Но, добавляет Иоганн, способность воспринимать божественное тоже указывает на божественность. Например, человек божественен, будучи способным воспринимать музыку, математику. И этому невозможно научиться, это свойство существует, подобно способности граната образовывать симметричную сердцевину, подобно способности дерева располагать свои листья так, чтобы они безупречно служили своей цели. Это врожденная способность, свойственная даже не осознающему это, необразованному, ребенку, батраку, варвару, даже зверю. А взаимное расположение небесных тел: углы, расстояния, магнитные поля, аспекты, — таинственным образом влияет на происходящее на земле: войны, эпидемии, любовь.

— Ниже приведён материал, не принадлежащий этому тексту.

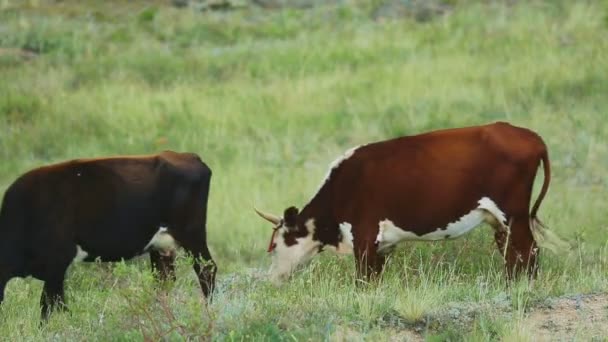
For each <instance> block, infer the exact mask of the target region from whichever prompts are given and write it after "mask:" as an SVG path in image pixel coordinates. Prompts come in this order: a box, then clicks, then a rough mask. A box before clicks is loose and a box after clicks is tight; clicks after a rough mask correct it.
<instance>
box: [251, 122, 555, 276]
mask: <svg viewBox="0 0 608 342" xmlns="http://www.w3.org/2000/svg"><path fill="white" fill-rule="evenodd" d="M541 161H542V162H543V164H544V170H545V172H544V183H543V185H542V188H541V190H540V194H539V196H538V198H537V200H536V202H535V203H534V206H533V207H532V211H530V200H531V195H532V187H533V184H534V179H535V177H536V172H537V170H538V167H539V166H540V163H541ZM550 174H551V173H550V165H549V159H548V153H547V147H546V145H545V143H544V142H543V140H542V139H541V138H540V137H539V136H538V135H537V134H536V133H534V132H532V131H530V130H528V129H525V128H519V127H515V126H512V125H510V124H508V123H502V122H498V123H494V124H489V125H484V126H476V127H467V128H456V129H447V130H440V131H435V132H429V133H425V134H420V135H415V136H405V137H400V138H395V139H391V140H387V141H381V142H376V143H371V144H367V145H363V146H359V147H356V148H353V149H350V150H349V151H347V152H346V154H344V156H342V157H341V158H339V159H338V160H336V161H335V162H334V163H333V164H332V166H331V168H330V171H329V173H328V175H327V177H326V179H325V181H324V183H323V184H322V185H321V188H320V189H319V190H318V192H317V193H316V195H314V196H313V198H312V200H310V202H309V203H308V204H306V205H305V206H304V208H303V209H302V211H298V209H297V208H295V207H289V208H287V209H286V210H285V211H284V214H283V216H282V217H278V216H275V215H272V214H267V213H262V212H260V211H257V209H256V211H257V212H258V214H259V215H260V216H262V217H263V218H265V219H267V220H268V221H270V222H271V223H272V224H273V225H274V228H273V233H272V238H271V242H270V246H269V249H268V251H269V252H272V266H271V279H272V280H273V281H275V282H278V281H280V280H283V279H285V278H287V277H288V276H289V275H290V274H291V273H292V272H293V271H294V269H295V268H296V267H297V266H298V265H301V264H303V263H304V262H306V261H308V260H310V258H311V257H313V256H314V255H315V254H317V253H319V252H321V251H323V250H324V249H328V248H331V249H335V250H337V251H338V252H344V253H349V252H350V251H352V250H353V249H354V255H355V257H356V263H357V270H358V274H359V276H360V277H364V278H369V277H370V276H371V275H374V274H379V273H380V272H381V271H382V269H383V266H384V262H385V256H386V254H387V253H388V252H389V251H390V250H391V249H392V248H393V247H394V246H395V245H396V244H397V243H399V242H401V241H405V240H424V241H432V240H444V239H454V238H457V237H460V236H463V235H464V234H466V233H467V232H469V231H471V230H472V229H473V228H475V227H476V226H478V225H480V224H481V223H484V222H485V223H488V224H490V225H491V226H492V227H493V228H494V231H495V238H496V243H497V244H498V247H499V249H500V251H501V252H502V254H503V255H504V257H505V261H506V268H507V274H508V277H509V278H512V277H513V276H514V275H516V274H519V273H520V272H521V271H524V270H525V271H527V272H528V274H529V275H530V276H531V277H534V276H535V275H536V270H537V257H538V248H537V244H536V242H535V239H534V236H533V230H534V229H537V228H539V229H540V227H539V224H540V222H539V221H538V220H537V218H536V214H537V211H538V208H539V206H540V203H541V201H542V200H543V198H544V196H545V194H546V193H547V189H548V186H549V181H550Z"/></svg>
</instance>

На часах четыре пополудни, и уже темно. Как обычно в этом городе в это декабрьское время года, хоть день зимнего солнцестояния и миновал. Соседи из всех четырех подъездов выставляют во дворе огромные миски с едой и ракетницы, музыкальную аппаратуру и подсвечники из снега. Я сажусь на диван и продолжаю внимать Кеплеру. Сегодня вечером свечи и фонари, кратковременно одерживающие победу над тьмой, подобны взрывам. Бенгальские огни и безумные глаза. Папы в шарфах, мамы в пальто и дети, повсюду дети. Большие, маленькие, лежащие, сидящие. Дети без шапок, в опаленных рукавицах, с брызжущими огнями в руках. Однажды мальчика ослепила петарда. Это была так называемая «Комета-бомба-3», петарда редкостной мощности, которая взлетает, крутится и взрывается на высоте ста метров всеми мыслимыми цветами. Двенадцатилетний мальчик запускал петарду в одиночку один, а «Комету-бомбу-3» нужно запускать, когда ты старше и не совсем один. Двенадцатилетний мальчик был один, он поджег фитиль, и как только шнур догорел, «Комета-бомба-3» хлопнула, как и положено, но что-то пошло не так — может быть, мальчик не отпустил ее вовремя, а может быть, петарда взлетала недостаточно быстро, может быть, она только шипела и дрожала, и тогда мальчик подошел проверить. Может быть, она хлопнула, но не взлетела, а закрутилась рядом с мальчиком вместо того, чтобы взмыть ввысь, и мальчик не догадался отскочить, и когда петарда взорвалась, то лицо мальчика было совсем близко, и петарда уничтожила один глаз, а остальное исказила до неузнаваемости. На фотографии в газете у него красная, как внутренности, сморщенная кожа, одна глазница зашита, а второе веко свисает. Это после пяти больших пластических операций, которые стоили всех сбережений родни. «„Комета-бомба-3“ разрушила мою жизнь», — говорит он в газете, разевая рот. Осторожно, дети, а то станете как я.

Я подхожу к окну. За окном гремят и сверкают взрывы: пылающие шары, падающие звезды и тонкие искропады, рассеивающиеся только вровень с моим окном. София на морозе в бальном платье — в красно-золотом шелковом бальном платье без рукавов, обтягивающем живот. Молодой папа в бархатных штанах наливает ей суп и наполняет бокал игристым из бутылки, обвитой серпантином. Пена льется через край, капает на платье Софии, на живот. Она смеется. Я иду на кухню за своим традиционным новогодним лакомством в форме бутылочки шампанского, наполненной кремом, и съедаю его, стоя у окна.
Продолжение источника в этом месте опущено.